In rare cases, the disease is caused by genetic changes (mutations) in the family. In these cases symptoms usually occur before the age of 60 and progress rapidly. All currently known mutations result in an overproduction of a protein which destroys the nerve cells. In most cases the exact cause remains largely unexplained; interaction of several factors probably leads to the onset. Everybody is at risk of developing this disease. Several genetic factors are known to increase the risk, without themselves being the cause. These include a (normal) variant of the gene apolipoprotein E which encourages the deposition of the harmful protein.
The probability of developing Alzheimer's disease increases with advancing age. The probability is higher for women and for people having a lower standard of education.
Alzheimer's disease can take very different courses. It is a slowly unfolding, progressive disease which is accompanied over time by changes in the appearance of the patient. The disease is typically divided into three stages. In medical terms, Alzheimer's disease is divided into mild, moderate and severe or early-stage, mid-stage and late-stage Alzheimer. The mild stage is typically characterized by impairments of mental abilities as well as mood swings. In the moderate stage, behavioural disturbances usually increasingly develop, whereas physical problems are dominant in the advanced stage. The individual course of the disease is, however, very variable.
There are a number of favorable conditions which can ease the situation of the patient and his/her relatives - these conditions concern in particular the actual care and the organization of the environment. Improvements can be achieved through physical, emotional and also mental activation, for example with the help of occupational therapists. These helpful approaches will be subject of the next units. There is even help for a number of physical problems such as incontinence, difficulties of food intake and problems of lying down.
In the early stage, training of thinking and memory functions should only be carried out carefully, otherwise there is the danger that the patient is always reminded of his/her diminishing mental abilities.
As with numerous other diseases there is no cure for the illness but medication can improve disease symptoms.
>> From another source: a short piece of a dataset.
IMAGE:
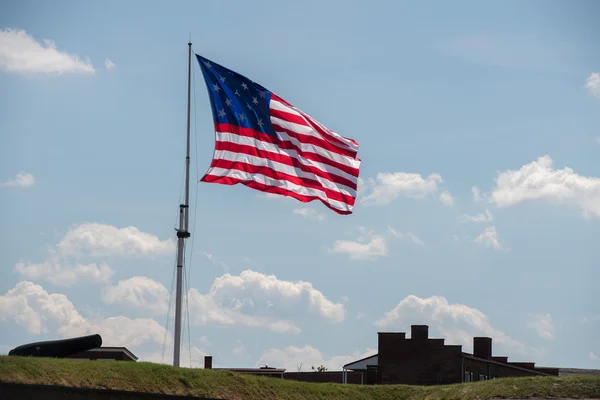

There are a number of drugs on the market today for improving brain function.
The most commonly used drugs are 1. Psycho tropics for behaviour management 2. Anti-depressants 3. Anti-anxiety medication
Please consult your doctor to see which of these might benefit you or the patient.
In addition to drugs the most favorable treatment approaches aim at managing the symptoms effectively with good understanding of the disease.
Hence training and rehabilitation in understanding how to help the patient through the various stages of the disease and also how to cope with the progression of the disease is very critical in limiting the adverse effects of this disease on the family dynamics.